O Eskudo News retorna com mais uma edição, trazendo os principais acontecimentos do último mês nos temas de cibersegurança, inteligência artificial, nuvem e inovação digital. Esta edição resume os fatos mais relevantes que impactam diretamente empresas, governos e profissionais da área.
🤖 CGSD no MCTI: o “ponto de comando” que integra governança digital, segurança da informação e dados
A criação do Comitê Integrado de Governança Digital, Segurança da Informação e Governança de Dados (CGSD) no Ministério da Ciência, Tecnologia e Inovação (MCTI) consolida, em um único foro, decisões que antes estavam dispersas entre instâncias distintas. Pela Portaria nº 9.325, de 22 de agosto de 2025, o CGSD passa a deliberar sobre ações de governo digital e uso de TIC, aprovar os principais planos estratégicos (PETIC, PDTIC, Transformação Digital, Dados Abertos e Governança de Dados) e orientar a implementação de segurança da informação à luz da Política Nacional de Segurança da Informação (PNSI). O ato também alinha o comitê a marcos como a LGPD e a Estratégia de Governo Digital, evidenciando o objetivo de reduzir redundâncias e acelerar entregas.

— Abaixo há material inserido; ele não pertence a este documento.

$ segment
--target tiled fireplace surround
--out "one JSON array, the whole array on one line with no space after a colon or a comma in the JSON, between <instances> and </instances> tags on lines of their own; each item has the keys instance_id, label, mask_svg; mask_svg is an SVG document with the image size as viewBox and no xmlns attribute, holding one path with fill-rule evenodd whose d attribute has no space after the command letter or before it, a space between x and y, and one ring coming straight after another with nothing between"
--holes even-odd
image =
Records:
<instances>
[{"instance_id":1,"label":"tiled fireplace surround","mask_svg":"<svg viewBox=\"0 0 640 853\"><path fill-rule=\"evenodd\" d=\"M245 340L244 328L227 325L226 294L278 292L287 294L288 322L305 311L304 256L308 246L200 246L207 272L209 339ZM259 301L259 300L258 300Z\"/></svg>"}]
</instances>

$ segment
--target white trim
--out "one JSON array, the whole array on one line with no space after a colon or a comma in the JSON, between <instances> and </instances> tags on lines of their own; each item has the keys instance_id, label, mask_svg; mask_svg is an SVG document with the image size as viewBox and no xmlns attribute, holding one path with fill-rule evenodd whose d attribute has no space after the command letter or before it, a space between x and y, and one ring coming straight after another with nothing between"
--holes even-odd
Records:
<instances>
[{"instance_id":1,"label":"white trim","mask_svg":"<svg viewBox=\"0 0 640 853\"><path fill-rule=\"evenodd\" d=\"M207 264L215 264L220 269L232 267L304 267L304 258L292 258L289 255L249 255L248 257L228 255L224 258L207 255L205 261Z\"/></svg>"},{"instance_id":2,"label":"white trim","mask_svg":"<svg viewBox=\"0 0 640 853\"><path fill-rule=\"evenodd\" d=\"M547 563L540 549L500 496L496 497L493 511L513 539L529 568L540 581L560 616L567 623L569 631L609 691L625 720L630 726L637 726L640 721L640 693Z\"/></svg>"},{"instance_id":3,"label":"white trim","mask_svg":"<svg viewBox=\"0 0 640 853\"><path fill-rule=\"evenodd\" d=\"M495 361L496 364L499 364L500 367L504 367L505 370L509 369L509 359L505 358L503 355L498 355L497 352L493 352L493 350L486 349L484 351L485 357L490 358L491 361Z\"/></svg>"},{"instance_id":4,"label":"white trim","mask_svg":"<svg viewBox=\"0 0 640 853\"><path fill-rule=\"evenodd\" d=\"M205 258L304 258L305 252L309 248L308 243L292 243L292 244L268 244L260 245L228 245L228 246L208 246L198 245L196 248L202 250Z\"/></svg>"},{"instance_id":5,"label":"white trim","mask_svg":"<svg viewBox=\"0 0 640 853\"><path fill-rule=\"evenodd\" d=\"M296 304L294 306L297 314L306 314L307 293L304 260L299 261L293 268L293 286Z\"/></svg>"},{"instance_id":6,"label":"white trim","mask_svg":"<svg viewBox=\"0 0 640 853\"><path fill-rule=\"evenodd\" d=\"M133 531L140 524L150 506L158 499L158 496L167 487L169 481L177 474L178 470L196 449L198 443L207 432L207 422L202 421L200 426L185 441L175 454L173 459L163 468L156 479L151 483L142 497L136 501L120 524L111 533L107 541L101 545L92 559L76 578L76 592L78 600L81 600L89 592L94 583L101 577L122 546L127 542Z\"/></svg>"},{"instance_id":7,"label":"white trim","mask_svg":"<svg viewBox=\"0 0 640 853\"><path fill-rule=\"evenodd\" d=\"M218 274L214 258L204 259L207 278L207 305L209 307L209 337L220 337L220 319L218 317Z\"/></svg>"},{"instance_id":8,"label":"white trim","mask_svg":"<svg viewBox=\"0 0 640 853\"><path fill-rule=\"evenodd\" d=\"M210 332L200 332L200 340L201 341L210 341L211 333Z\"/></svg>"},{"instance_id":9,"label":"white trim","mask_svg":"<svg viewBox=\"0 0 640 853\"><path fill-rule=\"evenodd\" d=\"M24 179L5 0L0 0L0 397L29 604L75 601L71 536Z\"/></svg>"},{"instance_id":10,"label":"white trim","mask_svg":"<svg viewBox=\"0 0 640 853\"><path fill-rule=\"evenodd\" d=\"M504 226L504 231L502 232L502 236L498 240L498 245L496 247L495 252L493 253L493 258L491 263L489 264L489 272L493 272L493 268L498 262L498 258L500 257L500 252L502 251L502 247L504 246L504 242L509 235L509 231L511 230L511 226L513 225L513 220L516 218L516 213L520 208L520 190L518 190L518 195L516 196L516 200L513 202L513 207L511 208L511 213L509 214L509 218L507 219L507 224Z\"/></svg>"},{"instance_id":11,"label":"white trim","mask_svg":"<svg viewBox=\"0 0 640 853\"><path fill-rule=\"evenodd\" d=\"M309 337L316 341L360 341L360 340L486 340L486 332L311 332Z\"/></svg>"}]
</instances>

No desenho de competências, a Portaria é explícita: além de aprovar planos e priorizar investimentos, o CGSD pode instituir grupos de trabalho, monitorar o orçamento de TIC, deliberar sobre normativos de segurança e, crucialmente, zelar pelo repositório centralizado de dados (datalake) e pelos inventários e catálogos de dados do Ministério. Trata-se de uma arquitetura de dados “governada por design”, com procedimentos para integridade, disponibilidade e autenticidade de conjuntos de dados — base para analytics confiáveis e para políticas de dados abertos.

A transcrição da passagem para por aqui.